From the foot of a building I have to look upwards at an angle of 22degrees to sight the top of a tree. From the top of a building, 150 meters above ground level, I have to look down at an angle of depression of 50degrees to look at the top of the tree.
a. How tall is the tree?
How far from the building is the tree?
Assume the observations were made from the same building.
Let the distance of the building from the tree is D in m.
Then
D(tan22+tan50)=150
D=(150)/(tan22+tan50)
93.99
To find the height of the tree, we can use the concept of similar triangles. Let's break down the problem step by step.
Step 1: Finding the height of the building
Given that you are looking up at an angle of 22 degrees, we can set up a right triangle with the height of the building as the opposite side (let's call it h1) and the distance from your position to the building as the adjacent side. Since we don't have the actual distance, let's call it x.
Using trigonometry, we can write: tan(22) = h1 / x
Rearranging the equation, we have: h1 = x * tan(22)
Step 2: Finding the distance from the tree to the building
Now let's move on to finding the distance from the building to the tree. We will again set up a right triangle, but this time with the distance from the building as the opposite side (x) and the height of the tree as the adjacent side (let's call it h2).

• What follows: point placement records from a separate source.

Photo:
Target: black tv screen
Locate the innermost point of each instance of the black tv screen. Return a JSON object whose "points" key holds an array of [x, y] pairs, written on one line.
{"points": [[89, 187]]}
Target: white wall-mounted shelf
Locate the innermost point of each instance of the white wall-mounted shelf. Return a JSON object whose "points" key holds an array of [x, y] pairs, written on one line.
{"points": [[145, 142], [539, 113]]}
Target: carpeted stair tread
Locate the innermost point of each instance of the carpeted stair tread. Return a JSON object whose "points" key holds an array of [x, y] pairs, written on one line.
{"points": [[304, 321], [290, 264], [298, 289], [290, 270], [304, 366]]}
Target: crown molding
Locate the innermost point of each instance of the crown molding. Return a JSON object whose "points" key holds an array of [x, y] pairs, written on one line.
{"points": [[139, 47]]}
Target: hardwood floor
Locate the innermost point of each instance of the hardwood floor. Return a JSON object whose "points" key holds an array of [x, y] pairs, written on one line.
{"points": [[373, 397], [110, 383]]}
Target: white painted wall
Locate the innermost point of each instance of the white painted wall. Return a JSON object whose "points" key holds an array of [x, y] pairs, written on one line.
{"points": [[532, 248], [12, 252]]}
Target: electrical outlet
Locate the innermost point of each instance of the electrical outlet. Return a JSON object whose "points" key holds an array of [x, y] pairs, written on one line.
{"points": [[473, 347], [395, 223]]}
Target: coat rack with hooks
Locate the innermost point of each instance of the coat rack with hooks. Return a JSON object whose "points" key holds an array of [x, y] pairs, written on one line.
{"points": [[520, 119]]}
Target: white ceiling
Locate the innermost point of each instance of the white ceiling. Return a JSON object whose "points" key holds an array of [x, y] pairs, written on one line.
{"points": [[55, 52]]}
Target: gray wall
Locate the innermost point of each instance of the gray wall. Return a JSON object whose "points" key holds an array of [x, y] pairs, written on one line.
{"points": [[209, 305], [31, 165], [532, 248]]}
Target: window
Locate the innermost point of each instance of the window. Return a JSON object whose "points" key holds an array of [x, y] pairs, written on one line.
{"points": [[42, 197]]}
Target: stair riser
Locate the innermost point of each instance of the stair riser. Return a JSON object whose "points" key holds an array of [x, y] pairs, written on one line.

Using trigonometry, we can write: tan(50) = h2 / x
Rearranging the equation, we have: h2 = x * tan(50)
Step 3: Setting up the final equation
Since the height of the building and the height of the tree together make up the total height (h) from your position, we can write: h = h1 + h2
Substituting the values of h1 and h2 from Step 1 and Step 2 into the equation, we get: h = x * tan(22) + x * tan(50)
Step 4: Solving for the height of the tree
Given that the height of the building is 150 meters, we can write the final equation as: h = 150 + x * tan(22) + x * tan(50)
Now we have a single equation with one unknown (x), so we can solve for x and then find the height of the tree.
To find the distance from the building to the tree, substitute the value of x back into any of the equations from Step 1 or Step 2.
Remember to always use the appropriate units for the calculations.